The real value of knowing your visitor can vary. The first page they visit tells
you how they arrived. Contrary to popular belief, visitors can find your site
through any page on your site. When you list your web page on the search engine,
they list all of your pages, not just the first.
You can track the route a visitor takes through your site by following the name
through the logs. This can let you know what pages are percieved as valuable.

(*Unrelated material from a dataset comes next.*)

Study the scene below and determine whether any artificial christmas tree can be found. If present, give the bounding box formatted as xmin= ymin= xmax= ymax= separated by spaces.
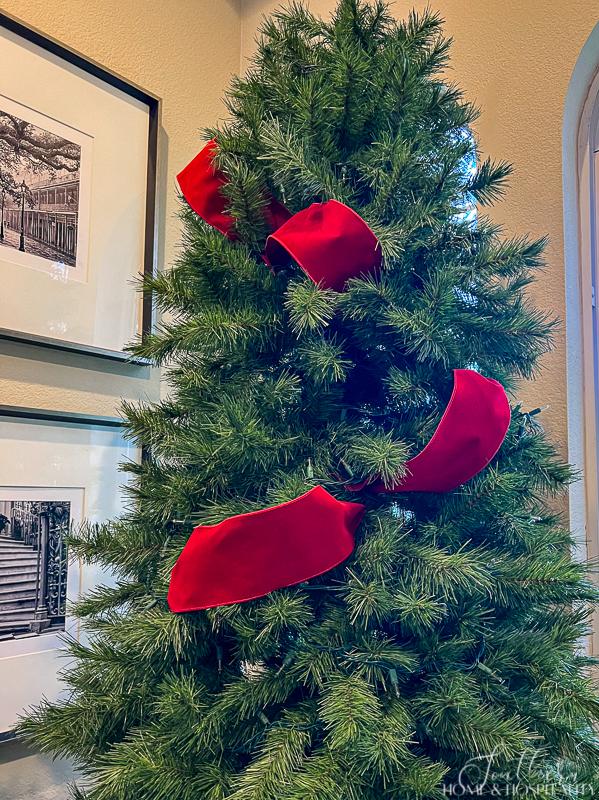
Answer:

You may want to make more like them, or tune up the ones that aren't interesting
enough.
If you started an ad campaign in a local newspaper, you can get an idea of
whether the ad is working. Maybe you're passing out cards at various networking
functions or just changed your yellow page ads. These logs are full of clues to
help you tune your marketing machine.
Quite often, you can pick out visitors from other countries. If they all quit at
the same page, you might check to see if something is confusing or maybe even
offensive. Different words can have totally different meanings in other parts of
the world.
Date and Time
Date and time seems pretty self-explanatory. You can still see some trends that
you might not have thought of. If people spend 5 minutes per page, they are most
likely reading it. If they only spend 5 seconds, they are not.
Current Resource
The current resource is the item your visitor is requesting, either directly or
by your page referencing to it. It may show every graphic, cgi, txt or other
files your visitor may be requesting.
The HTML (or htm) files are probably the most useful items for tracking our
traffic. Usually, the first page will be called simply (/), also known as the
root directory. In this web site, the first page would actually be
http://www.makemyownwebpage.com/index.htm. The "index.htm" page name is
generally assumed.
Refering site address
The refering site address is a very useful marketing tool. It answers the
important question, "where do my customers come from?" This tells us what domain
is refering our visitors. In the case of Search Engines, it can even tell us
what keywords they searched for when they found us! This can help enormously to
increase search engine traffic.
We can also purchase web site traffic by the click through. Since we are paying
for each visitor, it would be foolish not to track this traffic.